Over the last year, I have tricked up two SPS factory rifles that did the same. Both came right over time. That said, I came across another 7mm rem Mag which looked to be rifled with a chipped tool resulting in malformed lands. One moment a tool can be perfect, the next it can have a chip- a chip so small that it can only be seen with a magnifying glass once it has been thoroughly cleaned of cutting fluid etc. If this chip is missed mid run, it will (or may) result in faulty barrels. So we find ourselves dependent on the regularity of tool inspections. Do we inspect each pass?, each hour?, each smoko break? Do we blame the apprentice for mistakes or the man shaking the stick and holding the time sheet or do we blame ourselves for often buying the cheapest rifles and setting low target price points for manufacturers.
Many of you will be familiar with this information which I covered in the first book.
@ 07:40 pm (GMT)
Re: Stringing shots - Sendero 7mm rem magMany thanks for the helpful advice, I will indeed give you a call.

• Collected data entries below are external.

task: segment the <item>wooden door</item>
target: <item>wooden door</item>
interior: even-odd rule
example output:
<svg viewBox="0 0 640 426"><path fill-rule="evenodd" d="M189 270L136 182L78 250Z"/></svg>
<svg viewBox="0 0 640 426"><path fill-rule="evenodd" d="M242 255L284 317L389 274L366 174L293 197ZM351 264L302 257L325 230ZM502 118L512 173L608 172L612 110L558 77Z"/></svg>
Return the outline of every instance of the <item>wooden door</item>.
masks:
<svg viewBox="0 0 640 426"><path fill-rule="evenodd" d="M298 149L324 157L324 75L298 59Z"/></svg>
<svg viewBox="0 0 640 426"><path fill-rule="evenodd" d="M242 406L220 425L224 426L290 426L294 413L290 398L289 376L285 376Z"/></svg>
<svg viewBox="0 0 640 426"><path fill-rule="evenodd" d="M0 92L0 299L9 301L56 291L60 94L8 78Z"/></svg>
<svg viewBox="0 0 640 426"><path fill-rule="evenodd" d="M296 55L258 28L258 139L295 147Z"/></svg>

Here's hoping I can resolve this easily... on another note, another rifle - rem 700 ADL 7mm08 out of the box shot sub MOA so 1 out of 2 ain't bad!
@ 08:27 pm (GMT)
Re: Stringing shots - Sendero 7mm rem magSorry Chris, phone was going nuts earlier and I ended up deleting any messages on the phone by mistake a moment ago.
@ 08:52 pm (GMT)
Re: Stringing shots - Sendero 7mm rem magif it makes any difference, heres my short story with the same rifle and projectile (superformance factory load)
while shooting these they showed a lot of promise half inch promise, but there would always be one shot that turned it into a inch.
I thought it must be me, it was a big calibre for me and I figured im just not so good at controlling recoil.
then I started handloading the 154 projectile, nothing was really any better, I was thinking this big gun is hard to control. until I loaded for the amax. I soon realised, I can shoot not bad, and my rifle can make a good group.
so I guess mine just didn't like that projectile, so I gave up on them. and havnt looked back since.
im sure Nathan will help, but don't fret too much with that load, it might not like it also.